Flowers From the Farm now has more than 300 small flower growing businesses as members of a steadily growing community, and it’s a supportive one at that. Claire said: “Because all the flowers are grown locally to the area they are being sold in, you don’t have a high level of competition, in fact it would be handy to have more growers in the area to cover the demand but I have seen a couple come and go because actually it’s a very skilled job. It’s a hard physical job.”
With Claire’s flowers you know you are getting them at their very best. “I pick my flowers at 6am and they go in a dark barn. They are bought by my clients that afternoon. I don’t need to use chemicals or extra sugar food, and I’ve already got four days ahead of the supermarkets.”
Growing flowers in the British countryside sounds pretty idyllic but the rose-tinted idea of a flower grower’s life being easy is far removed from reality. Jan Waters from JW Blooms in Somerset works 80 hours a week with one other grower to grow, pick and create all the floristry for weddings and provide postal bouquets – she even runs a coffee shop that opens on Sundays.
With a gardening background Jan was inspired to get into growing in 2008 after she picked all the cornflowers from her allotment and saw the delighted reaction from people as she cycled home with them on her bike. “I realised I could sell them, and then I read about Jane Lindsey who started growing cut flowers on her smallholding in Scotland and thought, ‘if she can do it, so can I.'”
When she first set up Jan said she knew of about half a dozen other growers doing the same thing, but now there are huge numbers and it’s rising. “Sarah Raven was hugely influential and gave people the idea they could do this themselves. Over the past four years the industry has really grown. Gill Hodgson made a huge difference with Flowers From the Farm as well.”
There are some key differences to organically grown and glasshouse flowers, and the main one is the variety available to the buyer. Jan said: “The range of flowers I can offer is far greater as I can include flowers that can’t survive the packing process like lilies, roses or tulips can.
“We have just over an acre and in dahlias alone we have more than 40 different varieties.
They also smell amazing, whereas flowers that have been dipped have no fragrance. I don’t use chemicals, the only things I use to spray the flowers are garlic, chili, and sometimes a seaweed spray, so nothing that I wouldn’t eat myself. I dread to think of the chemicals that are sprayed on many of our imported flowers.”

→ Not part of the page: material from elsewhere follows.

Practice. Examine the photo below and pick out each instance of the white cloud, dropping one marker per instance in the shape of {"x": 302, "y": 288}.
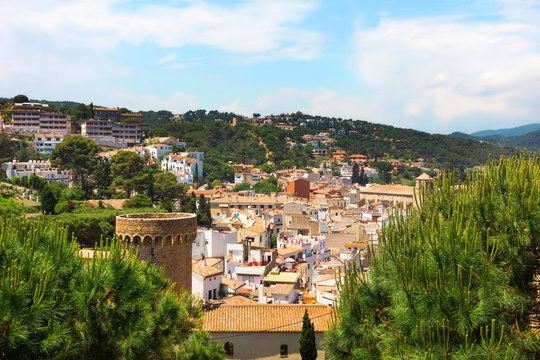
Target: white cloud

Jan also shares a concern with many discerning consumers about the issue of waste packaging. Flowers that come into the supermarket are wrapped in cellophane, just one more thing that goes into land fill. “I don’t use packaging, and I don’t use the florists’ oasis bricks which are bad for the environment as well as they don’t biodegrade.”
British flower growers are reliant on the seasons, so the choice is more limited come Christmas and the winter months, however there are growers across the world who are appealing to the British taste for flowers year-round who do use organic and ethical methods of growing.
Rosabie Morton of The Real Flower Company helped to set up the Fairtrade rose farm in Nanyuki, Kenya, where roses are grown year-round, employs 500 local workers and utilises the empty space on scheduled passenger jets to carry their flowers, rather than cargo-only flights.
There will always be a place for year-round flowers, but British organic flower growers are offering a wider choice for the consumer and perhaps when you buy your blooms out of season, you’ll think more about what it took to produce them.